Xarray engine: temporal dimensions

We can convert a GRIB fieldlist to Xarray with to_xarray(). This notebook discusses the temporal options used by this method.

First, we get some forecast GRIB data defined on pressure levels and read it into a fieldlist.

[1]:
import earthkit.data as ekd

ds_fl = ekd.from_source("sample", "pl.grib").to_fieldlist()

Temporal dimensions

The temporal dimensions are based on the dim_roles and time_dims options. The dim_roles are a mapping between predefined dimension roles and metadata keys used to build the given dimensions.
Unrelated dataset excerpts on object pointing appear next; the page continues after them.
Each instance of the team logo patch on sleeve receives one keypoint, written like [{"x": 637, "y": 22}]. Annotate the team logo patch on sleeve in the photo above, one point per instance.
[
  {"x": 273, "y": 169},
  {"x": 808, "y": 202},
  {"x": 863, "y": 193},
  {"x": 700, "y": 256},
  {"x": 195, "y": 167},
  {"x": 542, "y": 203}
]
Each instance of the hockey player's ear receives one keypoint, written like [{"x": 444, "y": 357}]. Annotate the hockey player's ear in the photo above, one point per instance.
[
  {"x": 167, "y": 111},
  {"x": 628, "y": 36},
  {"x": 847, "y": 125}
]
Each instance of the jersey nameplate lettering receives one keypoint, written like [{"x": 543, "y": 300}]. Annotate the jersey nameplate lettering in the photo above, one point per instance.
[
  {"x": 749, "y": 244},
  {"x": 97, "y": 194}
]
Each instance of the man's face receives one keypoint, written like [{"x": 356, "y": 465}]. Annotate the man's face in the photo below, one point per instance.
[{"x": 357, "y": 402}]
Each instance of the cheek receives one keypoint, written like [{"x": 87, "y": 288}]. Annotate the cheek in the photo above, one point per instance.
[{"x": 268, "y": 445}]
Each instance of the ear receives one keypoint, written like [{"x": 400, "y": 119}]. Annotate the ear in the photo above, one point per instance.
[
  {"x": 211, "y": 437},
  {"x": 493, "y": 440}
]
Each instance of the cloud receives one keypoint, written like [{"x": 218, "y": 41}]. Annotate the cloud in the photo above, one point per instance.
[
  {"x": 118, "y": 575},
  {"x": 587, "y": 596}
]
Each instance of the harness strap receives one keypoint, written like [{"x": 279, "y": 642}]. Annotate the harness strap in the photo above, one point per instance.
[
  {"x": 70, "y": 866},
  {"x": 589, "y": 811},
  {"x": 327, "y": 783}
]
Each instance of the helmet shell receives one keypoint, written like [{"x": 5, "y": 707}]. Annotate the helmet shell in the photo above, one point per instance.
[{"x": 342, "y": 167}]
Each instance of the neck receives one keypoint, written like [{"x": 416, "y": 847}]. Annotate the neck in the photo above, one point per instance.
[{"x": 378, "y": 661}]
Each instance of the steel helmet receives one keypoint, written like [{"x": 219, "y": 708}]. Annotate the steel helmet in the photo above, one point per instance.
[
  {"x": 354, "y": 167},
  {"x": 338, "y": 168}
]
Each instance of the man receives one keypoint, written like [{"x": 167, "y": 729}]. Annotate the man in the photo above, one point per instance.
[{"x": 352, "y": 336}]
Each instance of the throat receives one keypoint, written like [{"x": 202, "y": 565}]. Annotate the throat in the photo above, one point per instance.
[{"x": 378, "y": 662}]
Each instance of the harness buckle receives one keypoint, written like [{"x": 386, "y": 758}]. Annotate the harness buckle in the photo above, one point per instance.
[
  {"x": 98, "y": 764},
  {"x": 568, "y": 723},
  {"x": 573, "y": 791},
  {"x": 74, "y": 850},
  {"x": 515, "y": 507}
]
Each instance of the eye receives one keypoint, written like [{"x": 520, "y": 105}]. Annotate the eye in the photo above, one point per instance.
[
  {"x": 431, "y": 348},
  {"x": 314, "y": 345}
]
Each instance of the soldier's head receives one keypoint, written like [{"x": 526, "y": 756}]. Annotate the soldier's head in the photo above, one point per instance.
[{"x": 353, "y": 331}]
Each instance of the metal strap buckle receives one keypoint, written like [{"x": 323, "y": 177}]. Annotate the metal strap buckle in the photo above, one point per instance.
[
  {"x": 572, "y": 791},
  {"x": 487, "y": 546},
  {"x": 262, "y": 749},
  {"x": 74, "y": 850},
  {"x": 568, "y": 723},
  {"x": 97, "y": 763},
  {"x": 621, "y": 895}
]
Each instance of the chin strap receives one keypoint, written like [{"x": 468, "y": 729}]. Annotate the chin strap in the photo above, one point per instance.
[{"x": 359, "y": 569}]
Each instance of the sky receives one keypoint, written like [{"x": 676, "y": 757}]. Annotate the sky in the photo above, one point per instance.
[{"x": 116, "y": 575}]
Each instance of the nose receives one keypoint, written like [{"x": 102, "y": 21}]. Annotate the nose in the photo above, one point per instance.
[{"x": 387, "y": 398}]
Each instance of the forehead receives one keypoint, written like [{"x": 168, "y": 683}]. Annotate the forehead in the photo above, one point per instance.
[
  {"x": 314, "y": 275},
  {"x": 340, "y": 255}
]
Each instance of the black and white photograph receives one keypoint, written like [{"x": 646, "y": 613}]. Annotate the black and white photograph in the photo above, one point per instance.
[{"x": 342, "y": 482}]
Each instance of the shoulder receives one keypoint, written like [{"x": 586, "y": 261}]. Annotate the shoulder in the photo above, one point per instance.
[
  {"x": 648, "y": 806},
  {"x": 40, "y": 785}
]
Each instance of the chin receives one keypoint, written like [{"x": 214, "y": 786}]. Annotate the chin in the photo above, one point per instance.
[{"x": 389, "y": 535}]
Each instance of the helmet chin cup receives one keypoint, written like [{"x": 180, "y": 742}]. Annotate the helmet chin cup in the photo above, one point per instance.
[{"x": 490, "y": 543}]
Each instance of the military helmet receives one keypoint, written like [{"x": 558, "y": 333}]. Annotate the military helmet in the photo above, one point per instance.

See Predefined dimensions and dimension roles for details:

With regards to the temporal structure the following roles are involved:

  • “forecast_reference_time”

  • “step”

  • “valid_time”

  • “date”

  • “time”

These roles can be mapped to different metadata keys according to the profile (see the profiles).

time_dims=[“forecast_reference_time”, “step”]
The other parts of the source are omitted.